The very best kids books

very best kids books

For the final day of this month book series I looked through all posts and picked the books that got most entries! Like the best of the best…
You probably have at least one of those in your house :)

I hope you enjoyed this series, I definitely put some books on my list and a big thank you to everyone who participated and everyone who came over to discover new and old favourites!

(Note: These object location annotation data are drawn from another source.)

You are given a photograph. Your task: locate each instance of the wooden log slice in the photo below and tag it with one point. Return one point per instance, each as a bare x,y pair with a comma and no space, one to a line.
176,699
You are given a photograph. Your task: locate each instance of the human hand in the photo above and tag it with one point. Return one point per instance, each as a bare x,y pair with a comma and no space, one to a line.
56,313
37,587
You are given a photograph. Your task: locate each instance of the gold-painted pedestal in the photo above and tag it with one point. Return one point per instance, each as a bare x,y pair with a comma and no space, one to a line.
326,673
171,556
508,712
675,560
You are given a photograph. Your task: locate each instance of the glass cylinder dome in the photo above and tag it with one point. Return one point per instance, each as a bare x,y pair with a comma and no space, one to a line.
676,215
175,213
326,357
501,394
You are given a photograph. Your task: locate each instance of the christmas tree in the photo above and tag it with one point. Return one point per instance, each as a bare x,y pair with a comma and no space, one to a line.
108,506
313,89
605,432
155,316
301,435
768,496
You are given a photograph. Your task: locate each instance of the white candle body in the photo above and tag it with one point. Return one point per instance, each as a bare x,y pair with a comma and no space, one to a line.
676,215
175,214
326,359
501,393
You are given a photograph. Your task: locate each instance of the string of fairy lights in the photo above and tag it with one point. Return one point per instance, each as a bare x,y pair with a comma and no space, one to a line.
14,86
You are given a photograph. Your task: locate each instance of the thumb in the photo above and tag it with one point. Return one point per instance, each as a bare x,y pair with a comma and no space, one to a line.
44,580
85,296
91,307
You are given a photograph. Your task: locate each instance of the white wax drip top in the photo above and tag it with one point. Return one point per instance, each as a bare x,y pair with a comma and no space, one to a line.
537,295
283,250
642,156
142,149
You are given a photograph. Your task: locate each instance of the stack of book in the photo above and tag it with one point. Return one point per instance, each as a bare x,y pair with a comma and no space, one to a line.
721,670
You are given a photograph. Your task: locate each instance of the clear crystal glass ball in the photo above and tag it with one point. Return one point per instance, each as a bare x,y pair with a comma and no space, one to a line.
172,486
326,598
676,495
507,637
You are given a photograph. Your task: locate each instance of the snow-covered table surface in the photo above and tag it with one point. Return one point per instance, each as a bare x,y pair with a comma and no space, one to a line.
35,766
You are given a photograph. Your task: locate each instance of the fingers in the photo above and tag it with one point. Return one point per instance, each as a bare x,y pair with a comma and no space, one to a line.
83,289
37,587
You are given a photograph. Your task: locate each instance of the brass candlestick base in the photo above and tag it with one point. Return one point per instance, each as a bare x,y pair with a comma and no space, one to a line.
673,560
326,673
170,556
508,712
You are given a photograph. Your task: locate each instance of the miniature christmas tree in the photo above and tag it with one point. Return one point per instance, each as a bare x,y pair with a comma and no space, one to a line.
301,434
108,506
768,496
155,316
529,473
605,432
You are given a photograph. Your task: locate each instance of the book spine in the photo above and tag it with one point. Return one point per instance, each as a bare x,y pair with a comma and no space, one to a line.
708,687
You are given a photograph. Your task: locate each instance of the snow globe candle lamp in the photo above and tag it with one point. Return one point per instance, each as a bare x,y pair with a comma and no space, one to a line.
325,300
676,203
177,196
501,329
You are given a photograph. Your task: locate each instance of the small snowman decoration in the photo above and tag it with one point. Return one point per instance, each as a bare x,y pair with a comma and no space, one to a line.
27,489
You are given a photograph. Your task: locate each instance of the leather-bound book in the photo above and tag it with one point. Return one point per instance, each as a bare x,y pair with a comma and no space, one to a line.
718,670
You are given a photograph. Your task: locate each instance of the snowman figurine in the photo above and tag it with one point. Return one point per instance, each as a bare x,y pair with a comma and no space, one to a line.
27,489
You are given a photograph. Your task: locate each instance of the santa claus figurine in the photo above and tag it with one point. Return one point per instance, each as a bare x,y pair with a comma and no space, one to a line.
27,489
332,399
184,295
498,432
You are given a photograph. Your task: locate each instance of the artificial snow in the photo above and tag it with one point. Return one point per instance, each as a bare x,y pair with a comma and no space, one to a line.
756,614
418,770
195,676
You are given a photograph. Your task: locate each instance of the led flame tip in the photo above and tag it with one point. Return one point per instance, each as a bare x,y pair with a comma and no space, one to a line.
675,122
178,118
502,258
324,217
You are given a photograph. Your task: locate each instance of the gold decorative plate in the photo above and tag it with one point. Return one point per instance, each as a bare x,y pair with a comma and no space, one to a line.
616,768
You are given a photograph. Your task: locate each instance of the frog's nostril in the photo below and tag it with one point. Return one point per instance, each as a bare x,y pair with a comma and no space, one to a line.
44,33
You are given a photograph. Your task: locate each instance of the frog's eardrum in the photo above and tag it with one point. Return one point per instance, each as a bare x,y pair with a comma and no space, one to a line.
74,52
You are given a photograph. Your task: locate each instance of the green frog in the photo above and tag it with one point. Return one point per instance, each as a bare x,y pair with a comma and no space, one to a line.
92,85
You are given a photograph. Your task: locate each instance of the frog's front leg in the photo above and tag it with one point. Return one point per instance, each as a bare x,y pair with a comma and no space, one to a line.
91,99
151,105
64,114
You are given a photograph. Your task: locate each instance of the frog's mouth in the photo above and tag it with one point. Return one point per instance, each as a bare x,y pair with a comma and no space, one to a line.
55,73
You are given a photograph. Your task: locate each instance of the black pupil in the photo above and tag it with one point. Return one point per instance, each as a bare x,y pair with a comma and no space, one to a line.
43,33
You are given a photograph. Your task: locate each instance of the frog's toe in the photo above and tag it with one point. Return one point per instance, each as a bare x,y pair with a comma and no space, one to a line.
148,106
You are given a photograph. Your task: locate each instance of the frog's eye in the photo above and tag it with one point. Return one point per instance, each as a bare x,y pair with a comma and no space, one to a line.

1. The Very Hungry Caterpillar
THE all-time classic picture book, from generation to generation, sold somewhere in the world every 30 seconds! Have you shared it with a child or grandchild in your life?

2. I Want My Hat Back
A New York Times Best Illustrated Children’s Book of 2011!
A picture-book delight by a rising talent tells a cumulative tale with a mischievous twist.

3.  An awesome book
Based on the simple concept of dreaming big, An Awesome Book! is the inspiring debut work of Los Angeles writer/artist Dallas Clayton. Written in the vein of classic imaginative tales, it is a sure hit for all generations, young and old.

4. Oliver Jeffers
Jeffers’s picture books are wonderfully accessible. They explore themes of friendship, loneliness, independence and imagination. He has written and illustrated, or “made”, as he prefers to put it, five hugely successful picture books. The first three – the “boy books” – feature a small boy who sets off on a series of daunting quests. How to Catch a Star (2004), the first of them, was inspired by a Brer Rabbit story he read as a child. In Lost and Found (2005) the boy heroically rows to the south pole for the sake of an unhappy penguin, and in The Way Back Home (2007) he rescues a young Martian whose spaceship has crashed on the moon.

5. Dr. Seuss
“A person’s a person, no matter how small,” Theodor Seuss Geisel, a.k.a. Dr. Seuss, would say. “Children want the same things we want. To laugh, to be challenged, to be entertained and delighted.”

Brilliant, playful, and always respectful of children, Dr. Seuss charmed his way into the consciousness of four generations of youngsters and parents. In the process, he helped millions of kids learn to read.